Model systems have allowed researchers to study Dravet syndrome in ways that would not be possible in a human patient. Uncovering the genetic cause of Dravet syndrome (mutations in the SCN1A gene) enabled the development of animal models carrying similar mutations and displaying characteristic symptoms of Dravet syndrome. These animal models include flies, zebrafish, mice, and even a newly developed rabbit. In addition to animal models, cultured cells in a dish have also been beneficial to teasing apart additional aspects of Dravet syndrome. Some of these cell models have come directly from patients, enabling researchers to study these cellular aspects of Dravet syndrome in the context of the full genetic background of patients.
An important cellular model derived from patients are induced pluripotent stem cells, or ‘iPSCs.’ Researchers are able to collect skin or blood cells from a patient and then put those cells through a process called ‘reprogramming’ that induces them to become stem cells. Stem cells are the cells that give rise to all the other cells that make up the body; the term pluripotent means that iPSCs have the potential to become many other cell types. In a laboratory, iPSCs can be directed to turn into specific cell types by exposure to special factors and growth conditions. Researchers have utilized iPSCs from patients with Dravet syndrome to study cell types like neurons and heart cells, and even to create organoids that contain many types of cells found in the brain in an organized three-dimensional culture.

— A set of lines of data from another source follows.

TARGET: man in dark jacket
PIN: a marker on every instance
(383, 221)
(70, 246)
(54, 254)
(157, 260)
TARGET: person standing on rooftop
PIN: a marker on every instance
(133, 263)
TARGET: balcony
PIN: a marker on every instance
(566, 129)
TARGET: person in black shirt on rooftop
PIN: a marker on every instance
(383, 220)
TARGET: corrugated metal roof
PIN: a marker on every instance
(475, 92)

DSF is beginning an initiative to establish iPSCs from five (5) patients with Dravet syndrome that will be available commercially at a very low cost. Our objective is to have cell lines that are representative of several types of SCN1A mutations that cause Dravet syndrome from both male and female patients. This will allow researchers in academic and biopharmaceutical industry settings to easily access an important resource for studying Dravet syndrome and developing new therapies. DSF is establishing these lines through a partnership with the Orphan Disease Center Biorepository at the University of Pennsylvania and a contract with Coriell Institute for Medical Research.
If you have a loved one with Dravet syndrome and are interested in participating by contributing cells to this research resource, ensure they meet the below criteria and then contact DSF’s Family and Caregiver Engagement Coordinator, Rich Maxey: email@example.com
Criteria for participation*:
- Participants must reside in the United States.
- Participants must have a confirmed diagnosis of Dravet syndrome and a copy of their genetic report indicating a causal mutation in the SCN1A gene.
- Participants must be able to travel to a medical provider or phlebotomist to have 2 vials of blood drawn.
- Caregivers of participants will be asked to share some demographic and medical information about the patient with Dravet syndrome. De-identified data will be stored and distributed with the cell lines.
*Additional criteria may apply. A full consent will be reviewed prior to participation.